Despite those results, and despite polls that showed the Democrats'
hold on Hispanics growing stronger in the 1990's, Republican officials
said they were encouraged by a survey conducted by a Republican
pollster, Lance Tarrance.
That survey, of 1,000 Hispanics interviewed last month in Houston,
identified 45 percent as "hard-core Democrats" and 30
percent as "hard-core Republicans."
There was a 25 percent "target group" of undecided
Hispanic voters that Republicans say they will try to attract.
"If we don't get 40 percent of the Hispanic vote over
the next generation, we probably won't be having a meeting of
this size," Mr. Tarrance said at a panel discussion here
The Republican bid for Hispanics will be difficult in California,
where exit polls in 1998 showed that 78 percent had voted for
Democrats, and just 17 percent for Republicans, in races for Congress
and governor. Other polls have also shown a pronounced anti-Republican
sentiment among California Hispanics, attributed mainly to the
policies of Pete Wilson, who won a second term as governor in
1994 by appealing to the state's anti-immigration sentiment.
In Texas, on the other hand, Gov. George W. Bush, who often
speaks Spanish at campaign events in largely Hispanic neighborhoods,
won re-election in 1998 with 49 percent of the Hispanic vote.

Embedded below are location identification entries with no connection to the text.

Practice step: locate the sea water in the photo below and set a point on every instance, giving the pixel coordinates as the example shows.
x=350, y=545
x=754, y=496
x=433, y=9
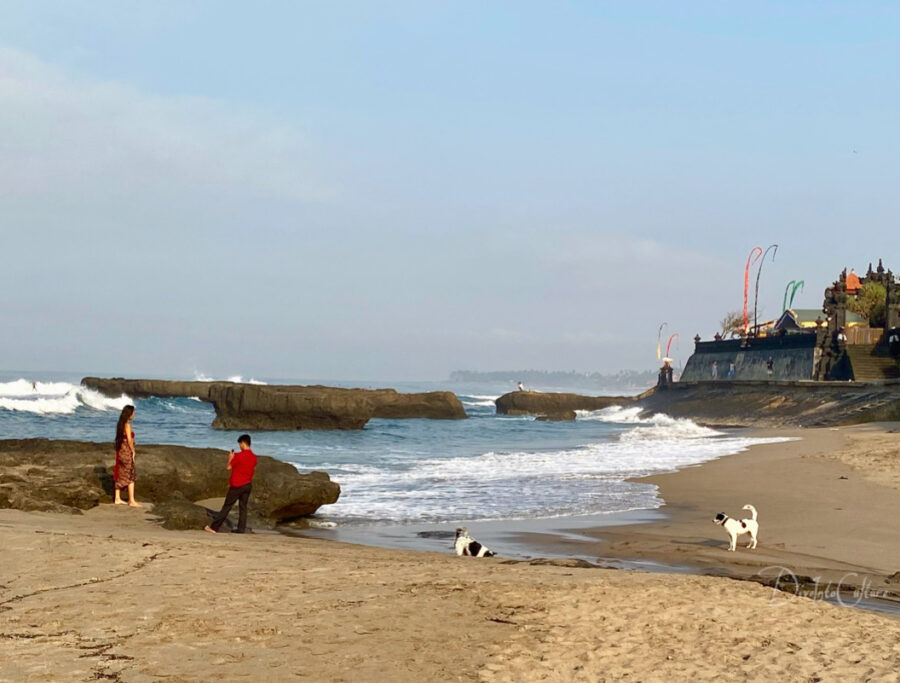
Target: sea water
x=488, y=467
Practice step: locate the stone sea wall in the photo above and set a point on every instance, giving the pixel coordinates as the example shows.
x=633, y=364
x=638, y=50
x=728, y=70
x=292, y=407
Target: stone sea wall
x=794, y=358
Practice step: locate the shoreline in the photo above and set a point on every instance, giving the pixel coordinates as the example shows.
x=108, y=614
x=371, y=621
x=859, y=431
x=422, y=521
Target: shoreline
x=819, y=516
x=821, y=520
x=102, y=595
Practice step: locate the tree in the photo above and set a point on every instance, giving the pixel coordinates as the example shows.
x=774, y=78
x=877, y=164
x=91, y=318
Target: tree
x=870, y=303
x=732, y=322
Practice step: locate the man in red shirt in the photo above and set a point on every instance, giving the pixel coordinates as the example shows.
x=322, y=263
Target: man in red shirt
x=241, y=465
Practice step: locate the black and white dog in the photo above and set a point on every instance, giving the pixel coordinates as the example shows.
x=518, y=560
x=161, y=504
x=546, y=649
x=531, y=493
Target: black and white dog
x=466, y=545
x=736, y=527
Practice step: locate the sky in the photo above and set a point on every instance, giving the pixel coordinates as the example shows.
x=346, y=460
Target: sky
x=396, y=190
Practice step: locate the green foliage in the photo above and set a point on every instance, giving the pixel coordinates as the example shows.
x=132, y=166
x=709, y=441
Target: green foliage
x=870, y=303
x=732, y=322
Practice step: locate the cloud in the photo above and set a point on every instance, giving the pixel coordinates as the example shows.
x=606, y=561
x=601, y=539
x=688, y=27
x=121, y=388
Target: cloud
x=87, y=140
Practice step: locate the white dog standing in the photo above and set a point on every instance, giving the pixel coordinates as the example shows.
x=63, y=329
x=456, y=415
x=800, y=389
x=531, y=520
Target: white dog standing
x=466, y=545
x=737, y=528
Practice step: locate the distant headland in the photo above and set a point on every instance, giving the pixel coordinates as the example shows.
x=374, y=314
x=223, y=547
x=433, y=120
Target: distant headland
x=636, y=380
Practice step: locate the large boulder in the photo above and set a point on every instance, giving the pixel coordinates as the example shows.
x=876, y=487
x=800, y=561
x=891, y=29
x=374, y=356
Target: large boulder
x=43, y=474
x=281, y=407
x=540, y=403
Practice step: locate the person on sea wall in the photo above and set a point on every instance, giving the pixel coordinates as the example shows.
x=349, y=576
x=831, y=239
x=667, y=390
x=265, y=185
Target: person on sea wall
x=242, y=465
x=124, y=473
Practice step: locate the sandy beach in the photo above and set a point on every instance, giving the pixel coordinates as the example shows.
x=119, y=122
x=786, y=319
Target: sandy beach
x=109, y=595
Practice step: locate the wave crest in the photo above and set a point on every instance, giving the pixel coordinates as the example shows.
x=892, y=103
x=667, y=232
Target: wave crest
x=54, y=398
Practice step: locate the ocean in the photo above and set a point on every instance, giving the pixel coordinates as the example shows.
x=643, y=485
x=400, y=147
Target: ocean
x=424, y=473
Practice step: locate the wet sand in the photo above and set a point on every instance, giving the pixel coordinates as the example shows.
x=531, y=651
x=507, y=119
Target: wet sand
x=828, y=502
x=111, y=596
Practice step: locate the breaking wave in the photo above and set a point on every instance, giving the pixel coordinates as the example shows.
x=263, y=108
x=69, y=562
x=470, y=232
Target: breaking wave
x=238, y=379
x=657, y=427
x=54, y=398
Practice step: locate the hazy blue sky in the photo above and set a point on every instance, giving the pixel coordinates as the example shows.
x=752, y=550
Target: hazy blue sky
x=298, y=189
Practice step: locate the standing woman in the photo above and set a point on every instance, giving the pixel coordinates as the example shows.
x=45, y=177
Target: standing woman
x=124, y=473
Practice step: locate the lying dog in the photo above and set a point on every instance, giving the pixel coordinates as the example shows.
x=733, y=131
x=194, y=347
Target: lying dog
x=737, y=528
x=466, y=545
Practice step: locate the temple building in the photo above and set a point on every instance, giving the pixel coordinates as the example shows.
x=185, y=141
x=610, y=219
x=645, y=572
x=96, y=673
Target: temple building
x=831, y=344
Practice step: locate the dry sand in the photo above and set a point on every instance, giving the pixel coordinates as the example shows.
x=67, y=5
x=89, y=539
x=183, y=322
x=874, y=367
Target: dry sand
x=827, y=501
x=111, y=596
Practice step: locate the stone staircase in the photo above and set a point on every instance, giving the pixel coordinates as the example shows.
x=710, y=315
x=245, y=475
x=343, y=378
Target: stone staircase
x=868, y=366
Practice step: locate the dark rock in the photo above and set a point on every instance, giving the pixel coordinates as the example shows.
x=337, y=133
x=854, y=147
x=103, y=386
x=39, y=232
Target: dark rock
x=539, y=403
x=41, y=474
x=562, y=416
x=277, y=407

"Attracting Latinos in Texas will be easier," said
Mr. Sosa, the advertising executive. "California will be
tougher, maybe a lot tougher."
Equally challenging will be New York, where 86 percent of the
Hispanic vote went to Mr. Clinton in 1996.
Mr. Bush's main challenger for the Republican presidential
nomination, Senator John McCain of Arizona, who received most
of the Hispanic vote in his last election, acknowledged today
that his party has been badly scarred by battles over bilingual
education, immigration and affirmative action.
"It took a long time to cause the Hispanics to leave our
party," Mr. McCain said between campaign stops in New Hampshire,
"and it's going to take a very long time to get them back,
especially in California. We have a long way to go."